The price of Bitcoin (BTC) declined significantly in the past 48 hours following a culmination of negative developments. Mainly, there were three key factors that likely contributed to the falling of the BTC price.
The primary factor was the Chinese police seizing $4.2 billion in cryptocurrencies involved in a fraudulent operation. Others included OKEx unfreezing funds and the U.S. Treasury reportedly moving to regulate self-hosted crypto wallets.
But, David Puell, a Bitcoin market analyst, said the seized Bitcoin by the Chinese police were likely already sold. If the BTC was sold before, then it would not place any additional selling pressure on BTC in the future.
Bitcoin Seized by the Chinese Police Most Likely Sold Already, Worst is Over
Researchers at Ergo have been tracking the movement of the funds seized by the Chinese police for over a year. On-chain movements suggest that the BTC has already been sold.
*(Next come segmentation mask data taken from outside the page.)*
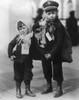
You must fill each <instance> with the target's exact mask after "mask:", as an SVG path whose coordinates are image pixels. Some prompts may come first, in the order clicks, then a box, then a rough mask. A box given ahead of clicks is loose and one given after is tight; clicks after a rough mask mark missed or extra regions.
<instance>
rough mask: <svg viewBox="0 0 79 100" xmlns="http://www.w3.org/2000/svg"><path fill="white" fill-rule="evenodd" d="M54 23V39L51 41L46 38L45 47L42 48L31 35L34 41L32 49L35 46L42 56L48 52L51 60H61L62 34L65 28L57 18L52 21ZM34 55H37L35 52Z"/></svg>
mask: <svg viewBox="0 0 79 100" xmlns="http://www.w3.org/2000/svg"><path fill="white" fill-rule="evenodd" d="M54 25H55V27H56V30H55V31H54V37H55V39H54V40H52V41H48V40H47V43H46V47H45V48H44V49H43V48H41V47H39V45H38V44H37V41H36V39H35V37H33V41H34V42H32V43H34V44H33V45H34V49H36V48H37V51H38V52H39V54H41V55H43V56H44V55H45V54H46V53H50V54H51V55H52V60H57V61H59V60H61V53H62V46H63V40H64V35H65V28H64V26H63V25H62V23H61V22H60V21H59V19H58V18H57V19H56V20H55V21H54ZM51 34H52V33H51ZM34 49H33V50H34ZM35 55H37V54H36V52H35Z"/></svg>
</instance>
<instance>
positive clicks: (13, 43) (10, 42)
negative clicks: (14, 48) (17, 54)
mask: <svg viewBox="0 0 79 100" xmlns="http://www.w3.org/2000/svg"><path fill="white" fill-rule="evenodd" d="M17 37H18V35H17V36H16V37H15V38H14V39H13V40H12V41H11V42H10V43H9V45H8V57H11V56H12V55H13V48H14V47H15V45H16V39H17Z"/></svg>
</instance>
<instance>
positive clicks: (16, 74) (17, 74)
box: [14, 62, 23, 98]
mask: <svg viewBox="0 0 79 100" xmlns="http://www.w3.org/2000/svg"><path fill="white" fill-rule="evenodd" d="M22 68H23V66H22V65H21V64H20V63H18V62H14V80H15V82H16V97H17V98H22V95H21V82H22V81H23V71H22Z"/></svg>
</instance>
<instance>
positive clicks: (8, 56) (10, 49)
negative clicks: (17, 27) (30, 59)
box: [8, 35, 31, 63]
mask: <svg viewBox="0 0 79 100" xmlns="http://www.w3.org/2000/svg"><path fill="white" fill-rule="evenodd" d="M18 37H19V35H17V36H16V37H15V38H14V39H13V40H12V41H11V42H10V43H9V45H8V57H11V56H12V55H14V56H15V57H16V58H15V59H14V61H16V62H20V63H22V62H23V60H24V59H25V58H26V55H22V54H21V48H22V46H21V44H19V45H17V44H18V43H17V38H18ZM16 45H17V46H16ZM15 46H16V50H14V47H15ZM29 57H31V56H30V54H29Z"/></svg>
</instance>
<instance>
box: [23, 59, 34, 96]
mask: <svg viewBox="0 0 79 100" xmlns="http://www.w3.org/2000/svg"><path fill="white" fill-rule="evenodd" d="M32 68H33V65H32V61H30V60H28V59H27V60H26V62H25V70H24V83H25V94H26V95H28V96H32V97H35V94H33V92H32V91H31V89H30V86H31V80H32V77H33V73H32Z"/></svg>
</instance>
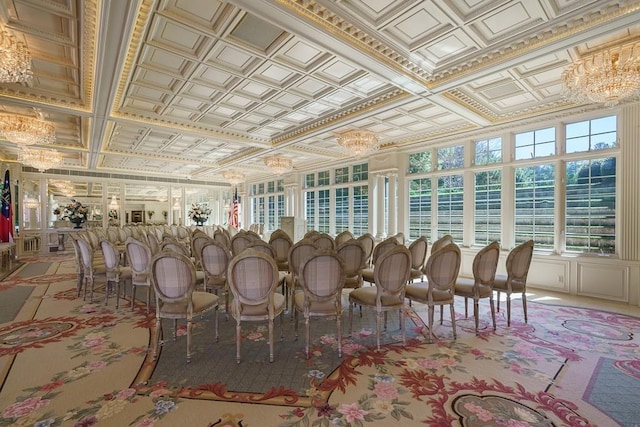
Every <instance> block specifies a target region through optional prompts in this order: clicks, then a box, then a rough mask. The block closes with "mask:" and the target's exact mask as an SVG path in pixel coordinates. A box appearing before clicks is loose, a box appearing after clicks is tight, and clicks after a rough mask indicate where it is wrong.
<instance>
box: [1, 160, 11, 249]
mask: <svg viewBox="0 0 640 427" xmlns="http://www.w3.org/2000/svg"><path fill="white" fill-rule="evenodd" d="M0 240H2V241H3V242H10V243H13V207H12V206H11V180H10V179H9V169H7V171H6V172H5V173H4V186H3V187H2V214H0Z"/></svg>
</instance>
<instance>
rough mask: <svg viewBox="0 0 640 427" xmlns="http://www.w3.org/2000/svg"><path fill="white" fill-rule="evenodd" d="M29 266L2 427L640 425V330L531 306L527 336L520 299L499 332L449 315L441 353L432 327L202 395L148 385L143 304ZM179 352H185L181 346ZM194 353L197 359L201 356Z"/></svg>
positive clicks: (541, 307)
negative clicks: (124, 299) (106, 301)
mask: <svg viewBox="0 0 640 427" xmlns="http://www.w3.org/2000/svg"><path fill="white" fill-rule="evenodd" d="M33 261H34V262H35V261H38V262H51V266H50V267H49V268H48V269H47V271H46V272H45V273H44V274H42V275H38V276H34V277H22V276H21V275H20V274H17V272H16V273H14V274H12V275H10V276H9V277H7V278H6V279H4V280H3V281H2V282H0V298H1V297H2V294H3V291H5V290H6V289H11V288H12V287H16V286H32V287H33V289H34V290H33V292H32V293H31V295H30V296H29V297H28V298H27V299H26V301H24V304H22V308H21V309H20V310H19V312H18V315H17V316H16V318H15V319H14V320H13V321H10V322H6V323H3V324H0V338H1V339H0V361H1V363H2V365H1V366H2V370H1V371H0V372H1V374H0V375H1V377H0V378H1V379H2V382H1V384H2V385H1V388H0V411H1V413H0V425H19V426H58V425H60V426H63V425H64V426H67V425H68V426H76V425H77V426H92V425H104V426H127V425H134V426H136V425H138V426H152V425H158V426H160V425H167V426H176V425H189V426H244V427H248V426H255V427H258V426H388V425H391V424H395V423H399V424H400V425H403V426H410V425H416V426H419V425H429V426H452V425H454V426H456V425H464V426H565V425H566V426H592V425H593V426H595V425H598V426H612V425H623V426H634V425H637V424H638V423H640V408H639V407H638V405H637V402H638V401H640V363H639V362H638V360H640V346H639V342H638V337H637V335H636V334H635V332H636V331H638V330H640V319H638V318H634V317H629V316H624V315H619V314H612V313H608V312H603V311H597V310H589V309H578V308H571V307H561V306H552V305H543V304H536V303H530V305H529V323H528V324H525V323H523V320H522V309H521V305H520V304H519V301H517V300H516V301H514V304H513V306H514V307H513V318H512V323H511V327H509V328H508V327H507V326H506V319H505V313H504V312H502V311H501V312H499V313H498V316H497V317H498V319H497V320H498V327H497V330H496V331H495V332H494V331H493V330H492V328H490V327H489V322H490V314H489V311H488V306H487V305H481V313H480V319H481V330H480V333H479V334H478V335H476V334H475V333H474V331H473V320H472V318H469V319H464V316H463V313H464V308H463V307H462V305H461V306H459V307H458V306H457V307H456V310H457V324H458V338H457V340H453V339H452V338H453V337H452V334H451V327H450V322H449V321H448V320H447V318H448V316H447V315H446V313H445V321H444V324H443V325H442V326H440V325H437V327H436V328H435V333H436V335H437V336H438V339H437V340H435V341H434V343H432V344H429V343H427V340H426V338H425V337H426V336H427V335H426V332H425V331H426V328H424V327H422V328H417V329H416V330H415V331H414V332H416V333H414V335H413V338H412V339H411V340H409V341H408V344H407V346H406V347H403V346H402V345H401V343H399V342H389V343H388V344H385V345H384V346H383V348H382V350H381V351H376V350H375V347H370V346H362V347H358V348H357V349H355V350H354V351H346V352H345V354H344V355H343V358H342V363H340V365H339V367H338V368H337V369H335V370H332V371H331V372H327V371H325V369H333V368H328V367H324V366H323V365H322V364H314V363H315V362H314V358H313V357H312V358H311V362H310V363H309V369H308V371H307V372H305V373H304V375H306V376H307V377H308V378H309V381H308V384H309V387H308V389H306V390H304V392H300V391H299V390H294V389H287V387H285V386H283V385H282V384H281V383H280V382H279V381H278V380H277V379H275V380H274V384H273V388H272V390H270V391H269V392H267V393H263V394H252V393H237V392H235V391H233V390H229V389H228V388H227V387H226V385H225V384H224V383H221V382H218V383H211V382H207V383H206V384H200V385H198V386H195V387H194V386H193V385H192V384H188V385H187V384H180V383H179V382H178V383H168V382H148V383H145V381H141V380H140V379H141V378H142V375H143V373H144V371H145V370H149V369H151V370H153V361H152V360H151V359H150V358H149V357H148V353H149V351H148V350H149V343H150V336H151V335H150V331H151V328H152V327H153V324H154V319H153V313H151V314H150V315H146V312H145V310H144V308H143V307H142V306H141V305H136V307H135V309H134V310H133V311H132V310H131V309H130V306H129V301H128V300H127V301H124V302H123V301H121V305H120V308H119V309H115V301H114V298H110V299H109V304H108V305H107V306H105V305H104V303H103V297H104V294H103V293H101V292H96V294H97V296H96V300H95V302H94V303H89V302H87V301H82V299H81V298H76V296H75V266H74V265H73V260H72V259H71V258H70V257H69V256H67V255H64V254H54V255H51V256H47V257H40V258H39V259H37V260H35V259H34V260H33ZM408 314H410V315H412V316H413V317H414V319H415V321H416V322H417V323H418V325H419V320H420V318H422V319H425V318H426V309H425V308H424V307H422V306H419V305H414V307H413V310H409V312H408ZM221 317H222V316H221ZM223 322H224V321H221V323H223ZM344 330H345V331H346V330H347V328H344ZM252 332H256V331H253V330H252V331H247V332H246V333H247V334H250V333H252ZM371 332H373V331H367V330H366V328H365V329H363V330H362V331H361V333H364V334H365V335H367V334H369V333H371ZM345 335H346V333H345ZM302 336H303V334H301V337H302ZM344 338H345V340H347V341H346V342H347V343H348V342H351V341H349V340H350V337H347V336H345V337H344ZM181 340H182V341H181ZM301 341H302V340H301ZM177 343H178V344H184V337H178V342H177ZM172 344H175V343H172ZM334 346H335V336H332V335H330V334H326V335H321V336H316V337H315V340H314V342H313V349H314V353H315V354H317V355H322V354H323V353H327V352H334V351H335V349H334ZM347 348H348V347H347ZM197 351H198V350H196V354H195V355H194V360H195V358H196V357H199V356H201V355H202V354H201V353H198V352H197ZM212 363H215V359H213V358H212ZM266 369H268V366H267V367H266V368H265V370H266ZM211 395H215V396H216V398H215V399H214V400H212V399H211V398H210V396H211ZM265 395H266V396H267V397H268V398H265ZM274 396H277V398H276V399H273V397H274Z"/></svg>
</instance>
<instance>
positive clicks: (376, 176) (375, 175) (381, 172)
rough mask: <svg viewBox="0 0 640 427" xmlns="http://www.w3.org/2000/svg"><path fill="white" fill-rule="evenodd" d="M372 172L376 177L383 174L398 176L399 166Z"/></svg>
mask: <svg viewBox="0 0 640 427" xmlns="http://www.w3.org/2000/svg"><path fill="white" fill-rule="evenodd" d="M370 173H371V174H372V175H373V176H375V177H376V178H377V177H381V176H384V177H390V176H398V168H392V169H384V170H378V171H373V172H370Z"/></svg>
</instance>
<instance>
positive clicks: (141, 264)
mask: <svg viewBox="0 0 640 427" xmlns="http://www.w3.org/2000/svg"><path fill="white" fill-rule="evenodd" d="M125 247H126V251H127V258H128V259H129V266H130V267H131V310H133V308H134V306H135V299H136V288H137V287H138V286H144V287H146V288H147V314H148V313H149V306H150V305H151V273H150V272H149V268H150V267H151V259H152V256H153V255H152V254H151V249H149V247H148V246H147V245H145V244H144V243H143V242H141V241H139V240H136V239H134V238H133V237H129V238H128V239H127V241H126V243H125Z"/></svg>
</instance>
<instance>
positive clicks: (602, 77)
mask: <svg viewBox="0 0 640 427" xmlns="http://www.w3.org/2000/svg"><path fill="white" fill-rule="evenodd" d="M562 83H563V85H564V87H565V93H564V95H565V97H566V98H567V99H569V100H572V101H577V102H593V103H603V104H604V105H606V106H608V107H611V106H614V105H616V104H618V102H620V101H621V100H622V99H625V98H629V97H632V96H636V95H638V94H640V42H636V43H631V44H627V45H622V46H617V47H613V48H611V49H608V50H605V51H602V52H598V53H596V54H594V55H591V56H588V57H584V58H581V59H579V60H577V61H574V62H573V64H571V65H570V66H568V67H566V68H565V69H564V71H563V72H562Z"/></svg>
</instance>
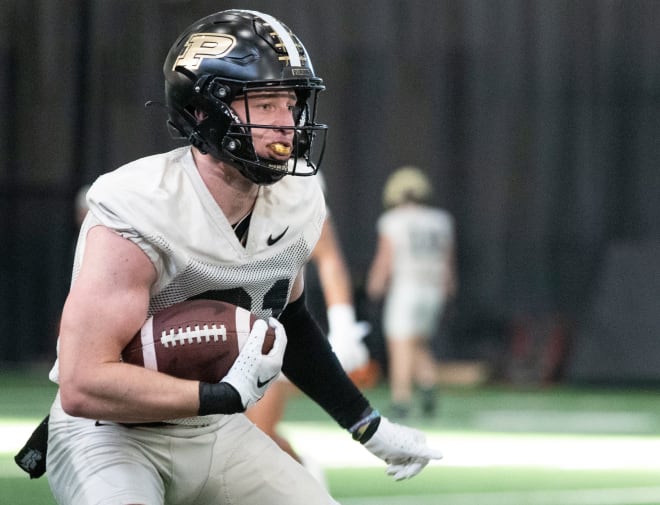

Puell said that prominent on-chain researchers also confirmed the seized BTC were likely sold throughout the past year. He wrote:
“So here's the deal with all the PlusToken news we've been seeing recently in the crypto media. Thing is, tho it's just being reported now after the Chinese government put out official balances, Ergo blew this story open for the on-chain community over a year ago. As far as these ‘official’ sources say, the Bitcoin was simply seized and kept as part of China's national treasury. My take is that most of that Bitcoin has already been sold in very special circumstances.”
The initial reporting about the Chinese police confiscating 194,775 BTC, which is around 1% of BTC’s circulating supply, led to uncertainty in the market.
But, now that more details have emerged and the seizure would not likely place heightened selling pressure on BTC, it is less relevant.
The U.S. Treasury’s Potential Regulation of Non-Custodial Wallets Remains a Concern.
In the medium term, the U.S. Treasury reportedly planning regulation on self-hosted crypto wallets still remains a concern. Coinbase CEO Brian Armstrong wrote on November 26:
“Last week we heard rumors that the U.S. Treasury and Secretary Mnuchin were planning to rush out some new regulation regarding self-hosted crypto wallets before the end of his term. I'm concerned that this would have unintended side effects, and wanted to share those concerns.”
If the regulation gets into practice, Armstrong noted that it might require exchanges to verify the identity of self-hosted wallets linking to exchanges. For instance, if a self-hosted wallet was to send funds to an exchange, the exchange would have to record the identity of the owner of the wallet.
This would cause many problems because it is difficult to record the identities of non-custodial wallets. Armstrong pinpointed that users would simply not want to provide more information for privacy reasons.
“Finally, many recipients (in the U.S. or abroad) who value their financial privacy, may simply not want to upload more identifying documents to various companies, which could be hacked or stolen.”
Due to the many issues that would arise with such a complex piece of legislation, industry executives remain skeptical that this would get approved.